If you read the description for this movie in the Comcast menu, it says the film is a “highly erotic adaptation” of the classic vampire tale. No kidding! I actually read Stoker’s novel and I can’t recall a scene where Dracula, in half-wolf form, repeatedly gropes/rapes Lucy on a bench while chewing on her throat. I also don’t remember the part where undead Siamese twins give Harker a blowjob.

Whatever; it worked. Everything in the movie is turned up to 11 so when there’s these extra scenes of flamboyant sexual carnage, they fit with the gaudy sets and Victorian costumes.
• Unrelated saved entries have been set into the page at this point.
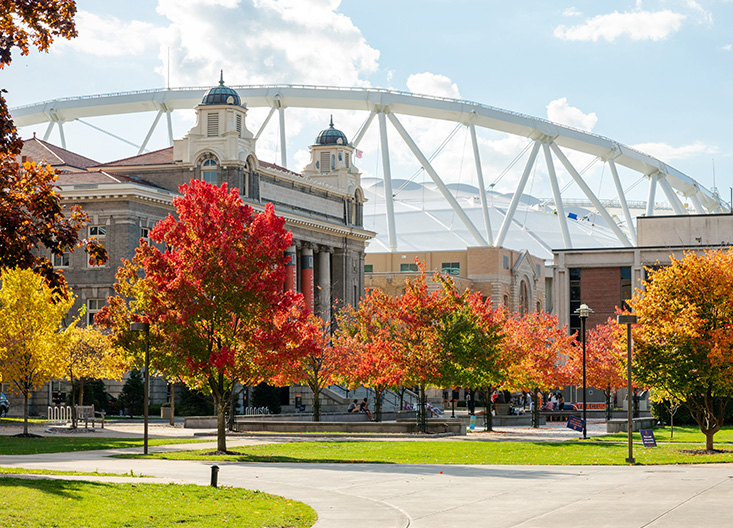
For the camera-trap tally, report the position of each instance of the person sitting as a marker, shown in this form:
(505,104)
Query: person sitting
(364,407)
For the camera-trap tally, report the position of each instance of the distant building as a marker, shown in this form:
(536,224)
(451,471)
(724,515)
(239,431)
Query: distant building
(514,279)
(126,198)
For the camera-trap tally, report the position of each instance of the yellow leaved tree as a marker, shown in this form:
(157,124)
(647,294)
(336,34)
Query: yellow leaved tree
(32,340)
(90,354)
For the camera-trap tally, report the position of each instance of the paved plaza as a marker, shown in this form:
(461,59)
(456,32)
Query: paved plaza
(426,496)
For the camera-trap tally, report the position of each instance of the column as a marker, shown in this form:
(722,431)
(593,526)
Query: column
(324,283)
(306,277)
(291,269)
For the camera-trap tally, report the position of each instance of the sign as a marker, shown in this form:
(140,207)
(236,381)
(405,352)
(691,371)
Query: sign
(575,423)
(647,438)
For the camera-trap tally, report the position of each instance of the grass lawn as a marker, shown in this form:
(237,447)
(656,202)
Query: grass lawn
(689,434)
(10,445)
(456,452)
(59,503)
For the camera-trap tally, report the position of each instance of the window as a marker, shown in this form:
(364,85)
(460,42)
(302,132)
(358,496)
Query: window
(625,286)
(451,268)
(574,276)
(98,231)
(324,161)
(93,306)
(61,261)
(209,171)
(212,125)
Anthony Hopkins plays Van Helsing (sit the FUCK down, Hugh Jackman) and he leads a band of do-gooders around 19th century London while they hunt for Count Dracula, played by Gary Oldman. Everyone knows that Dracula can shape-shift into things like bats and wolves and whatnot but few may know that he can also transform from a crusty, yellow old man in a red bathrobe to a sunglassess-wearing stud with flowing locks in a Dumb-and-Dumberesque silly tuxedo. This is some of Oldman’s best work in my opinion. He plays a creepy Nosferatu one second and then a tortured gentleman the next. You’ve got to appreciate an actor who can act through their make-up, especially when they have lines like “vengeance will be mine!”. You feel Dracula’s pain and actually sympathize with him, unlike the Dracula from the book who is a straight-up asshole.

Dracula thinks that Winona Ryder is the spiritual incarnation of his centuries-old true love and he travels to London to permanently establish himself among the populace and rekindle his romance with Victorian era Winona Ryder. I don’t think ANYONE has ever loved Winona Ryder this much! And if you were worried about her acting spoiling things, don’t worry; her BF is played by Keanu Reeves (he of the undead Siamese-twin blowjob) and he waaaaay out-stinks her. It, like, fucking hurts to watch him speak sentences in this movie.

The film has shape-shifting, telepathic bonds, decapitations, boobs, Tom Waits eating bugs, and computer generated energy force fields. The sets are crazy-detailed and the cinematography is mouth-watering. Dracula steals the show, as he should. Really visually satisfying and evil. I recommend it!